With the age of transparency on us, all the deep buried algorithms that may have been either somewhat proprietary or hidden are now becoming visible. This is not a case for every program to be scrutinized, but rather those that are more or less financially based to be legally constructed.
In this case of the data base being used, from what has been in the press it appears that the formulas used were not accurate and perhaps not legal, in other words the SQL statements that produced the “desired” results. “Desired” results should be within the limit of the law, just as a contract that was illegally written would be scrutinized as well to determine whether or not it was correctly executed and signed. BD
U.S. Sen.

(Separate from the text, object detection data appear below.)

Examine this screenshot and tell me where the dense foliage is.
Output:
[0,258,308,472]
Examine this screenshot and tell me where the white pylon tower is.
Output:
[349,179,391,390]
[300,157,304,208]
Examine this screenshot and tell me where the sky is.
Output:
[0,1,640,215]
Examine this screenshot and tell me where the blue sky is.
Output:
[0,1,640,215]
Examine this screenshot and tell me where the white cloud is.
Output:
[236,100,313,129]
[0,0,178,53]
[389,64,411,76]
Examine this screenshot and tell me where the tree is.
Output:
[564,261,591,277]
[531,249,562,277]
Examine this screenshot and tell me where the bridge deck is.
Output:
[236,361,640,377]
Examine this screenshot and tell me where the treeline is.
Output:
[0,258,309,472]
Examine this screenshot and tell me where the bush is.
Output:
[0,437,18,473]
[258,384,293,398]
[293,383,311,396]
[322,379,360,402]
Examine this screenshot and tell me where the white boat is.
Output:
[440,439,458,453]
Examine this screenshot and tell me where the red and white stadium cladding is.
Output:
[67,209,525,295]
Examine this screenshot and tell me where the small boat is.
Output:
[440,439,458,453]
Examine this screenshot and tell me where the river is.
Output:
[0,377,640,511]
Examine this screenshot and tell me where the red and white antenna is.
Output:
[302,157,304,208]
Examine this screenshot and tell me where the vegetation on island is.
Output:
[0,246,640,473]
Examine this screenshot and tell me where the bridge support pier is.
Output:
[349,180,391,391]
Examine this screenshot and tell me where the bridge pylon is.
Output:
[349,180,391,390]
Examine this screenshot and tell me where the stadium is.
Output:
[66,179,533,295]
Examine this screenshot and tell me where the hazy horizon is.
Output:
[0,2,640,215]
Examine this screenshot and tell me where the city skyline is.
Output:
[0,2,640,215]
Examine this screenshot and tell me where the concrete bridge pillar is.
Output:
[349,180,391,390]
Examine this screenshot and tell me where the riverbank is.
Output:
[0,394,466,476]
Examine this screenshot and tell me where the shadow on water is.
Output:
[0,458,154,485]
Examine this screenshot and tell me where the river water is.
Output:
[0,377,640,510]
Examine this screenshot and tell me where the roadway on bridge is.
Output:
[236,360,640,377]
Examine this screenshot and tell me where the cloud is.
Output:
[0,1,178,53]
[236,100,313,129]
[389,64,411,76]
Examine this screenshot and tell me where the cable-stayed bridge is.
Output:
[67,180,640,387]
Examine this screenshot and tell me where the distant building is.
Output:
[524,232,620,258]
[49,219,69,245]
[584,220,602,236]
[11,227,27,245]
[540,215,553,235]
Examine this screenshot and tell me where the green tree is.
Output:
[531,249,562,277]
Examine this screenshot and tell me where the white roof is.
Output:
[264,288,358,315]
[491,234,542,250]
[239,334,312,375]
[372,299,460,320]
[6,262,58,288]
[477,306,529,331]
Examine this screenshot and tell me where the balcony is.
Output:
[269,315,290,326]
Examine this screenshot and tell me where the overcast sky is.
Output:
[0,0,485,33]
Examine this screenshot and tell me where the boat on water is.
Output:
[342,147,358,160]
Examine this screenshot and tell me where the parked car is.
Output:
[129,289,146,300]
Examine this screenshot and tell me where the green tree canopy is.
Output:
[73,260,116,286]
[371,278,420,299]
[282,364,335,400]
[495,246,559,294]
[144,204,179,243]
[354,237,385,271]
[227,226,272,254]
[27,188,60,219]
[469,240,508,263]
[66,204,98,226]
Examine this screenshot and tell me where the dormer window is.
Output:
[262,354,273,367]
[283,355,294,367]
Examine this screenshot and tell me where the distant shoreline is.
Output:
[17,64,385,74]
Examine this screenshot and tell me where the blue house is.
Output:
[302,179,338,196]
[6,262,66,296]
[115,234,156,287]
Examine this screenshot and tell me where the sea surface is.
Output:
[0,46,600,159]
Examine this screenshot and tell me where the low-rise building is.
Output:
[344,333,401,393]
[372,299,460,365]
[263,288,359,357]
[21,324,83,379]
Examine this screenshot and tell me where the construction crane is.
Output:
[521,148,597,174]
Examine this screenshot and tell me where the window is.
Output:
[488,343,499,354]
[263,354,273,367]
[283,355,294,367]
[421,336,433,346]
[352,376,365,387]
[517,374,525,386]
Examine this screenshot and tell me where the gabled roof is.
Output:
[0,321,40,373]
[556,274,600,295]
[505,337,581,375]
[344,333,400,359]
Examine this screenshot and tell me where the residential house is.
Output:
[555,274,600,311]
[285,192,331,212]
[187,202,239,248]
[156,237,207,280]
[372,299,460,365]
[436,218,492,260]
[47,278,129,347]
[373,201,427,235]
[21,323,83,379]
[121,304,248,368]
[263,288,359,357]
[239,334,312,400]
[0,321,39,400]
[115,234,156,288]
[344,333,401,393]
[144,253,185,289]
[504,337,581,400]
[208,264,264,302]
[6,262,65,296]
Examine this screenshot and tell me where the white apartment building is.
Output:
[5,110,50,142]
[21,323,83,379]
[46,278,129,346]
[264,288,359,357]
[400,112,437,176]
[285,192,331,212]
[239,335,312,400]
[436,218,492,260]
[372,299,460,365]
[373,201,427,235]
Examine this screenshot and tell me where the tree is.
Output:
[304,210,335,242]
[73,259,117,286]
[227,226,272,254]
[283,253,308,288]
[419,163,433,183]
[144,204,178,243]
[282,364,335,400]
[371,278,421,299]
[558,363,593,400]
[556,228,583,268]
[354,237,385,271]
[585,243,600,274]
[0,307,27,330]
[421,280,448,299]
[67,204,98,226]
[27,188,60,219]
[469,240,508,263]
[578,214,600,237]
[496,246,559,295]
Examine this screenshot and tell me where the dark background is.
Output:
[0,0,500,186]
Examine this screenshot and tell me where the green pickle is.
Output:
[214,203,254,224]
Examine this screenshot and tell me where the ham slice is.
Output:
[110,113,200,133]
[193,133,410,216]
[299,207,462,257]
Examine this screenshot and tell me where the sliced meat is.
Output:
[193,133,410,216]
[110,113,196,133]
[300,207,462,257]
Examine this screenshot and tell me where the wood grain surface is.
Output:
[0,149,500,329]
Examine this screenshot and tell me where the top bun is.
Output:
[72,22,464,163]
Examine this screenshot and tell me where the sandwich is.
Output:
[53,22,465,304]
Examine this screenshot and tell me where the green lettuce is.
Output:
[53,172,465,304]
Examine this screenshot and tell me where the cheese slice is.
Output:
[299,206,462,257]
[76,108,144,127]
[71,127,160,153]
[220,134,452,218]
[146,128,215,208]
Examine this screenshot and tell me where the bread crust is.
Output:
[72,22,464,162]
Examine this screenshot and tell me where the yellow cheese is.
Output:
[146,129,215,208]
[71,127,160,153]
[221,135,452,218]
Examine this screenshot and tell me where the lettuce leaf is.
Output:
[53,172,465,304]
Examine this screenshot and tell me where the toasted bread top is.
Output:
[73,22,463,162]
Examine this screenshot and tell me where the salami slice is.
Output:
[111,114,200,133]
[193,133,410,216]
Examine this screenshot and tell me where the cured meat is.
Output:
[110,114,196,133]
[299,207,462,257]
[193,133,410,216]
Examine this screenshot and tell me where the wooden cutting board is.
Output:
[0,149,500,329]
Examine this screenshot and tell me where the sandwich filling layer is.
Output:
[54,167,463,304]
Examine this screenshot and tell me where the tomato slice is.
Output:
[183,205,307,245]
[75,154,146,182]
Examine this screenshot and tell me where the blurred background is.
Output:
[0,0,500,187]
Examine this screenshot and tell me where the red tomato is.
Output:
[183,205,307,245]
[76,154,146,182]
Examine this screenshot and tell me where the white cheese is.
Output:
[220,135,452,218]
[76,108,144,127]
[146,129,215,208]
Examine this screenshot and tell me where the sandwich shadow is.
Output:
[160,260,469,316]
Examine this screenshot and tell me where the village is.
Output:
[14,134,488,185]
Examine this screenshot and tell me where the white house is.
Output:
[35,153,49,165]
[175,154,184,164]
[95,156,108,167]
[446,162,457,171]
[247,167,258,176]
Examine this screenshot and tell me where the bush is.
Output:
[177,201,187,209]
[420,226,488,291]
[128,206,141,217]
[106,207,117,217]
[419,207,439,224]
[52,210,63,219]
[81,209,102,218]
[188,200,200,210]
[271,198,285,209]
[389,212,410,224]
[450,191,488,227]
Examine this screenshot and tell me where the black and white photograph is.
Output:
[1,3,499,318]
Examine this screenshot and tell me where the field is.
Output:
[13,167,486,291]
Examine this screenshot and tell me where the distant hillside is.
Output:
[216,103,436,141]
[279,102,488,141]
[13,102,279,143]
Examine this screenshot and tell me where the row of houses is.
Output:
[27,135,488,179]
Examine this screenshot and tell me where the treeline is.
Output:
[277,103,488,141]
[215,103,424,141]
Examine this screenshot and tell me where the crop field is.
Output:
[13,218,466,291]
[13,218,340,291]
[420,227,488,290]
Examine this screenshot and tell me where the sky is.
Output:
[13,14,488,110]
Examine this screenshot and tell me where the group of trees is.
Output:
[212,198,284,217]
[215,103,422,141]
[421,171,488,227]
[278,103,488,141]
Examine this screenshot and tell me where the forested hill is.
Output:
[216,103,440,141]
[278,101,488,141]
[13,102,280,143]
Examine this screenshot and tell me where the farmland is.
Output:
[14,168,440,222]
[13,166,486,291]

Jay Rockefeller (D, W.Va.) has asked the Inspector General of the Office of Personnel Management to investigate whether federal employees were overcharged for health care because their plans use a database operated by UnitedHealth Group subsidiary Ingenix.
"I am concerned that federal employees participating in the Federal Employees Health Benefits Program may have been charged excessive out-of-pocket costs because of the health plans' use of the Ingenix database products to determine rates for out-of-network services," Rockefeller wrote in a note dated March 31. Rockefeller wrote that he wants to know, going back 10 years, how many FEHB plans used Ingenix to set rates and how many federal employees were affected.
Rockefeller was unconvinced. "I don't know, frankly, how you sleep at night," he told Slavitt and United President and CEO Stephen Hemsley.